Two hands typing on a laptop keyboard with an onion on the laptop screen.

The Tor Browser is an internet browser that is a part of the Tor Project. It sends your traffic through a volunteer-based network to provide privacy and anonymity online. However, there are some things you should know about before blindly trusting your privacy to Tor. Keep on reading to learn all about how the Tor Browser works.

Table of contents

    Is the Tor Browser safe? Safety benefits vs. issues at a glance

    The Tor Browser is safer than a regular browser as it offers a solid boost to your online privacy. But it does have known vulnerabilities. So if you browse, onion websites or want to be a whistle-blower online, you might want to secure yourself by running Onion over VPN

    Three layers of encryption
    Entry node sees your IP, exit node sees your data
    Connects via three random nodes
    Nodes are run by volunteers and could be compromised
    Nodes are changed every five minutes
    Only browser traffic is encrypted, while all other traffic remains unaffected


    The Tor Browser is safe, but it’s not bulletproof. Your IP (Internet Protocol) address is vulnerable at the entry node, and your data is vulnerable at the exit node. Cracking both nodes and matching your IP to your data might be rare, but it’s not impossible. If privacy is your main concern, you should use a premium VPN together with Tor at all times.

    How Tor works

    The Tor Browser relies on a network of volunteers to encrypt your traffic and send it through three different servers, also known as nodes or relays. This process hides your IP address and protects your activity data from snoopers and any other intrusive third parties.

    When you access Tor, the entry relay can see your IP but not the data you are sending. The middle relay can see your data but not your IP. The same applies to the exit relay, which sends your data to the internet but doesn’t know where it’s coming from. These relays are changed every 5 minutes as a preventative measure against compromised relays.

    In theory, such a connection could be considered secure since no single relay has access to both your IP and data. However, the security issues linked with Tor prove that the system isn’t flawless.
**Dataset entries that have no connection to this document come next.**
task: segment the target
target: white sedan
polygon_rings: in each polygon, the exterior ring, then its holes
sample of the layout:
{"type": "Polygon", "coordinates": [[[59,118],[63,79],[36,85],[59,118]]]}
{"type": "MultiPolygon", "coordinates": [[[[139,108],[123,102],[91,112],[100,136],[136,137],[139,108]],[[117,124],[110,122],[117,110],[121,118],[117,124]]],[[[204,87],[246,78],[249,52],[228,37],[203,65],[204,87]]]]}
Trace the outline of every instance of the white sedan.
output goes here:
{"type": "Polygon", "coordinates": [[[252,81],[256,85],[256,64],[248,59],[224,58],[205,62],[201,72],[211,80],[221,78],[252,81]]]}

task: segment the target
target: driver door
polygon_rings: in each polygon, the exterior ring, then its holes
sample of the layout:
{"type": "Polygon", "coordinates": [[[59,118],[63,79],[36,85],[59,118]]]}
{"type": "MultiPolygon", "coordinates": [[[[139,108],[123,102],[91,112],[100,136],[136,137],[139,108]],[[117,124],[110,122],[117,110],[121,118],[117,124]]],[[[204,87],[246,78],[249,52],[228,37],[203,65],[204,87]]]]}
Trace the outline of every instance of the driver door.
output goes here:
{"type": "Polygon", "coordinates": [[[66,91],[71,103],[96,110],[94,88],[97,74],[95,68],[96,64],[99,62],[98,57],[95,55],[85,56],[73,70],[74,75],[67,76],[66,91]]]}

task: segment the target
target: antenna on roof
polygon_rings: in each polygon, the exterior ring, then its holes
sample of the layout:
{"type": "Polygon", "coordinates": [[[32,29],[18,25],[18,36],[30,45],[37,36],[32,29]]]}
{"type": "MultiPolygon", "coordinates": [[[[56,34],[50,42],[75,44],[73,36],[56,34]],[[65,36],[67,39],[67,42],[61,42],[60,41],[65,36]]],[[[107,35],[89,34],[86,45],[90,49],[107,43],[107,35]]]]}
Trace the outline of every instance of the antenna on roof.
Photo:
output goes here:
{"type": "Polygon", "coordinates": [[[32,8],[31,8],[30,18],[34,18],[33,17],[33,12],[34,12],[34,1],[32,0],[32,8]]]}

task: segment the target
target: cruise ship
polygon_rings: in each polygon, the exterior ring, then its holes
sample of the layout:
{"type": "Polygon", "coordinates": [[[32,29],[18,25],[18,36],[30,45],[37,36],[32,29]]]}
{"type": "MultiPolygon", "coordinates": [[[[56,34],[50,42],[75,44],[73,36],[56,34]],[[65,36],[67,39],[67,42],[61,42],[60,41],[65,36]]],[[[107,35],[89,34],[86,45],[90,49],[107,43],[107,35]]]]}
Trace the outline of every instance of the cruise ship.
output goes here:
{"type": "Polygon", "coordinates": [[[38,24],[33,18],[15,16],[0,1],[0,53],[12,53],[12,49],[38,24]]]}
    The security issues with the Tor Browser

    Most security issues linked to Tor are caused by the fact that its network is run by volunteers. This means that nearly anyone can set up a server and become a part of the network. As a result, your traffic may run through relays owned by malicious actors or even government agencies, such as the CIA.

    It’s easy to compromise a volunteer-run network

    With enough nodes, you can intercept the data going through the entry and exit nodes of the same circuit. This means that a person or group of people could hold both the entry and the exit relay of your connection at the same time. The more relays someone owns, the more likely it is to happen.

    Sure, the servers are changed every few minutes, but even a few seconds could be costly if you’re dealing with some sensitive information online.

    Malicious parties may collect data

    When a hacker-owned server acts as an entry node, hackers can record your IP and find out who you are. When a hacker-owned server acts as an exit node, hackers know what websites and services you accessed via that node.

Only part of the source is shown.